Perfectionniste, non pas moi

Après une conférence que j’animais où je démarre par mon parcours, une participante me dit : « nous nous ressemblons, il me semble ». Elle me parle de son cheminement pour quitter ce mode de fonctionnement perfectionniste. Je lui conseille alors l’ouvrage « L’art de l’imperfection de Tal Ben-Shahar », auteur que j’ai vu en conférence d’ailleurs.
Et, là, je réalise que j’ai cet ouvrage depuis 8 ans dans mon placard et je ne l’ai même pas ouvert. De quoi avais-je peur ?

Depuis, je l’ai commencé. J’ai déjà avancé sur ce chemin grâce au métier de rigologue qui m’oblige à sortir du cadre et à lâcher tous les codes mais il reste un gros morceau, celui du monde professionnel.
Grande claque : je n’arrive pas à lâcher ce perfectionnisme professionnel, pas prête pour ceci, cela…, j’ai même mis 8 ans à faire mes flyers par une pro, ce n’était jamais le moment. Du coup, j’ai plein d’actions non mises en route.

Alors, aujourd’hui, c’est décidé, je passe à l’action et je me libère dans ce monde pro, comme je peux, car un perfectionniste ne peut changer radicalement.

C’est ce partage que je vais faire lors de mes prochains articles.

Pour mieux comprendre :

« Petite, j’aimais que tout soit beau (c’est en même temps une force mais pas à l’excès), tout devait être en harmonie. Je cherchais à être la bonne petite fille, jolie, souriante, aimable, bonne élève, qui ne dit jamais rien. Petit à petit, l’anxiété a remplacé mon mode de fonctionnement, et j’ai commencé à échouer de plus en plus, la peur de rater me faisait paniquer. J’ai quand même décroché mon bac accompagnée de quelques médicaments.

Issue du monde artistique, je suis montée sur scène seule dès l’âge de 15 ans, là, tout en apprenant qu’il ne fallait rien laisser au hasard, pas un petit poil ne dépassait.
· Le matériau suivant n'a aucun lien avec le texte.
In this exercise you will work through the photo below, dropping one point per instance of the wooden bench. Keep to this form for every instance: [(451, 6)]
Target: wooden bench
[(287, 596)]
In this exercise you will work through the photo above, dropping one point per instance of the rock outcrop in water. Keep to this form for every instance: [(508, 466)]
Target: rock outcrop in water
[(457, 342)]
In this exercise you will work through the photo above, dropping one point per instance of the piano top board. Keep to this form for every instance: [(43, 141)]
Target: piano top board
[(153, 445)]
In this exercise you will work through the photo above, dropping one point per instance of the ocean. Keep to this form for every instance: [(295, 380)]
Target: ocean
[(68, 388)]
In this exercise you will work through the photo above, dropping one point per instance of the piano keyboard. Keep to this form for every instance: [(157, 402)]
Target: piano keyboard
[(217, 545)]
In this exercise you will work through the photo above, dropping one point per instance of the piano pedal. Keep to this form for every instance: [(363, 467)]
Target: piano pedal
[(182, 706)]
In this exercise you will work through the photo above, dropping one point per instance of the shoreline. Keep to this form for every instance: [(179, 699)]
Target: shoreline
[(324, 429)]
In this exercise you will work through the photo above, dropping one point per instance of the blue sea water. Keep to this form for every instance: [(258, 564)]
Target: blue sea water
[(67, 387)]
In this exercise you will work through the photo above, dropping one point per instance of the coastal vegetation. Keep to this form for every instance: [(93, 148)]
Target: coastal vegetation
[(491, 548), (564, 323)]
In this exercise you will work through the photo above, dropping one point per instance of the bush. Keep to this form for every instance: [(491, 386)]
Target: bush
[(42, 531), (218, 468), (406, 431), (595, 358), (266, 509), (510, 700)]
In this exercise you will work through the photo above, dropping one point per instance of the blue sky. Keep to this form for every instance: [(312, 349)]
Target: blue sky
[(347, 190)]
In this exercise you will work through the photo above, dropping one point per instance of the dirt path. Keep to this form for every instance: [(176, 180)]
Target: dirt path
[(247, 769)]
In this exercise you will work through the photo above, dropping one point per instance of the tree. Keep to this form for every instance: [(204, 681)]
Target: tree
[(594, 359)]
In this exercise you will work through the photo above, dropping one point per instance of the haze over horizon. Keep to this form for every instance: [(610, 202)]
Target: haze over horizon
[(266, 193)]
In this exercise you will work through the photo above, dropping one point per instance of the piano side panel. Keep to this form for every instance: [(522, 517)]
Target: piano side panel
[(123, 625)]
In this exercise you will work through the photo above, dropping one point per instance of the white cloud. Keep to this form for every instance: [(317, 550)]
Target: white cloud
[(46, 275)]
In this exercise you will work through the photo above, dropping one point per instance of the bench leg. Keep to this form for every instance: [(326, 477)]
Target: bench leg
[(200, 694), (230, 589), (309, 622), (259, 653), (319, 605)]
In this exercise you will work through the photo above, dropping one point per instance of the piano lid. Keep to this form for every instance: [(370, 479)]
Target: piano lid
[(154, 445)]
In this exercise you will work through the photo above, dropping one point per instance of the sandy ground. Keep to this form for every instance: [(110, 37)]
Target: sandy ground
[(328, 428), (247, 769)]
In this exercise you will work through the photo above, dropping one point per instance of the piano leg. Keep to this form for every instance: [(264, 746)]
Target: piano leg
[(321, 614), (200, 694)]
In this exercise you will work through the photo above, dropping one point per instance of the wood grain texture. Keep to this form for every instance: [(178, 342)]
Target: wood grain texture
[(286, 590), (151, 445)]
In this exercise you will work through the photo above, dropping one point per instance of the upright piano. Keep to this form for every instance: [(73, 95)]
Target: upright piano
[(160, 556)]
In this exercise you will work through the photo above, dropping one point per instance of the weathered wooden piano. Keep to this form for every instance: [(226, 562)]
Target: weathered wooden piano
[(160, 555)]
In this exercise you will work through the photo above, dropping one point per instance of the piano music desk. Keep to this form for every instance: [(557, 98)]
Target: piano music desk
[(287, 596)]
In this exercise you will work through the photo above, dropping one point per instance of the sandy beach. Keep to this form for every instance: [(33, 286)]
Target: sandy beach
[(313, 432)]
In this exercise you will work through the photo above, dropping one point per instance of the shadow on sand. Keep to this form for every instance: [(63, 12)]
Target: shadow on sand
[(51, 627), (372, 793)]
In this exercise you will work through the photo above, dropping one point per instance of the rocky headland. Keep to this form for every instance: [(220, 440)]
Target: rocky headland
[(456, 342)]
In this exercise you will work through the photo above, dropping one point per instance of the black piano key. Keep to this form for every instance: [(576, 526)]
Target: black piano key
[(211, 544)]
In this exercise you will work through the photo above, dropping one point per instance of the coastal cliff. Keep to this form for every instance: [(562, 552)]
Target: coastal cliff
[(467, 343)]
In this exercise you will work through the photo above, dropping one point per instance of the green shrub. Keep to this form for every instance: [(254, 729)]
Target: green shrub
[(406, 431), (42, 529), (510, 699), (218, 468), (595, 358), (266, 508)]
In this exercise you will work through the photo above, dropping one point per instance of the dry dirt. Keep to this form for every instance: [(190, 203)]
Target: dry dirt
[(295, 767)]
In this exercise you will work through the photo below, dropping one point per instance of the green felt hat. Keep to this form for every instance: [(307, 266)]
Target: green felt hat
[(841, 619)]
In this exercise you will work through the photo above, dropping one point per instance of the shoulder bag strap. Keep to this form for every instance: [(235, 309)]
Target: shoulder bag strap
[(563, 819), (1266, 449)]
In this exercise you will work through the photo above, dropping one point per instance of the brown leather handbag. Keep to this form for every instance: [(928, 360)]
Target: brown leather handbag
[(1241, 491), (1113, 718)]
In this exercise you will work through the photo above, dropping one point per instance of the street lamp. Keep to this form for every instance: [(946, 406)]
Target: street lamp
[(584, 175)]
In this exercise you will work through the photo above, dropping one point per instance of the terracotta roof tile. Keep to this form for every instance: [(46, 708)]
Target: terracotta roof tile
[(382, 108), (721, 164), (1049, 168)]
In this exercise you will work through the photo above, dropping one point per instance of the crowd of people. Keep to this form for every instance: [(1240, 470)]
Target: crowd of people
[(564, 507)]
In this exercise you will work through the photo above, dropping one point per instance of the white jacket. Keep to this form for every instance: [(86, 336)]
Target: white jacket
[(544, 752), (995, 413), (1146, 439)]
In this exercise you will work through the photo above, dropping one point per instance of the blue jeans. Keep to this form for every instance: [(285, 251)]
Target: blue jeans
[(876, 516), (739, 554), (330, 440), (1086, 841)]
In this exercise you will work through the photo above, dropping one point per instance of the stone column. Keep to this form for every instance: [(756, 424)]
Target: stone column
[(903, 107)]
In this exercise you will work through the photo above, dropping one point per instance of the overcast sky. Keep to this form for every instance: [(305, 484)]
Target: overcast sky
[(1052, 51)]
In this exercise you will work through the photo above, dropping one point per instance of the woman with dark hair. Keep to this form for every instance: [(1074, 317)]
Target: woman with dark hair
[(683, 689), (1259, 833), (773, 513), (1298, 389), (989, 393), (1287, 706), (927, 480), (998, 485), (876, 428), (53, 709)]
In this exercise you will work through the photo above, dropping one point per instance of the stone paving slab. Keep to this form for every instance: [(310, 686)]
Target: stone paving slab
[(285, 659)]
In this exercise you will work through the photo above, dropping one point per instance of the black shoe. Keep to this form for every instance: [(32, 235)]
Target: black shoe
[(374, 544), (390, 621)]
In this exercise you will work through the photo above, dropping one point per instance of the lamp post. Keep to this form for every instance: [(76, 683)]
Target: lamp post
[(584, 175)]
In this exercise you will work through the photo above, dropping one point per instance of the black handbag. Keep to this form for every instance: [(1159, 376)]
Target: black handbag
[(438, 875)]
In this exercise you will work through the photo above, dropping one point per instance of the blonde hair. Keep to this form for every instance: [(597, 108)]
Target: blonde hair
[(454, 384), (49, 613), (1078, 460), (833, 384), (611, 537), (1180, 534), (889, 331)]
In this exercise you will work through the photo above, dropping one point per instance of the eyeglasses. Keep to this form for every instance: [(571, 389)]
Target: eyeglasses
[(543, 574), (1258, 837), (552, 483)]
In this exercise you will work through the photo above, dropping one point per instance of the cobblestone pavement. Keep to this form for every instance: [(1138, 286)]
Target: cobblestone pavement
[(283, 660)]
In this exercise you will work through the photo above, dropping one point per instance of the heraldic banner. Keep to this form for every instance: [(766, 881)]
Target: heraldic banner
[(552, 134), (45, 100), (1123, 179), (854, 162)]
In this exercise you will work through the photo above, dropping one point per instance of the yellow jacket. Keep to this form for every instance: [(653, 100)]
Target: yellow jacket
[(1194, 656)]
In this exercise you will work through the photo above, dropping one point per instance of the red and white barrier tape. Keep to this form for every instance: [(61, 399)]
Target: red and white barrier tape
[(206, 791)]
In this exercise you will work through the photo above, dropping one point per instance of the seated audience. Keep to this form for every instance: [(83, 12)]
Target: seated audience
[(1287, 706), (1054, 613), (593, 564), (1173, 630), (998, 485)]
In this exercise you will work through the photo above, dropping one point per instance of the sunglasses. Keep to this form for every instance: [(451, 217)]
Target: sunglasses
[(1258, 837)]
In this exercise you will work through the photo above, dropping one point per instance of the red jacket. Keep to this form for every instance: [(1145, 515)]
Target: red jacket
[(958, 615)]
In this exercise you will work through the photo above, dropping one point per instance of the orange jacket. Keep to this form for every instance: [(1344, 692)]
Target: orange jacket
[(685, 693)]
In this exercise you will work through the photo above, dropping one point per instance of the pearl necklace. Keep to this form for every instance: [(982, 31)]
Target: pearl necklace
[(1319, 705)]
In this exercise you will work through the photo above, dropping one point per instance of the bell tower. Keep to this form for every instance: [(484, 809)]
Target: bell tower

Je me surpassais bien sûr.

Puis, je suis devenue responsable logistique, métier parfait pour moi, travailler à la minute près. Bon, j’avais des exigences pour les autres comme pour moi, cela ne devait pas toujours facile. Chaque membre de l’équipe devait avoir une posture parfaite et aussi impliqué que moi. Heureusement, une formation « diplôme pédagogique » a allégé ma posture.

Puis, devenue épouse et mère, j’ai voulu que mes enfants aussi soient parfaits. En famille, je n’étais pas moi-même car je voulais la perfection pour toute l’équipe.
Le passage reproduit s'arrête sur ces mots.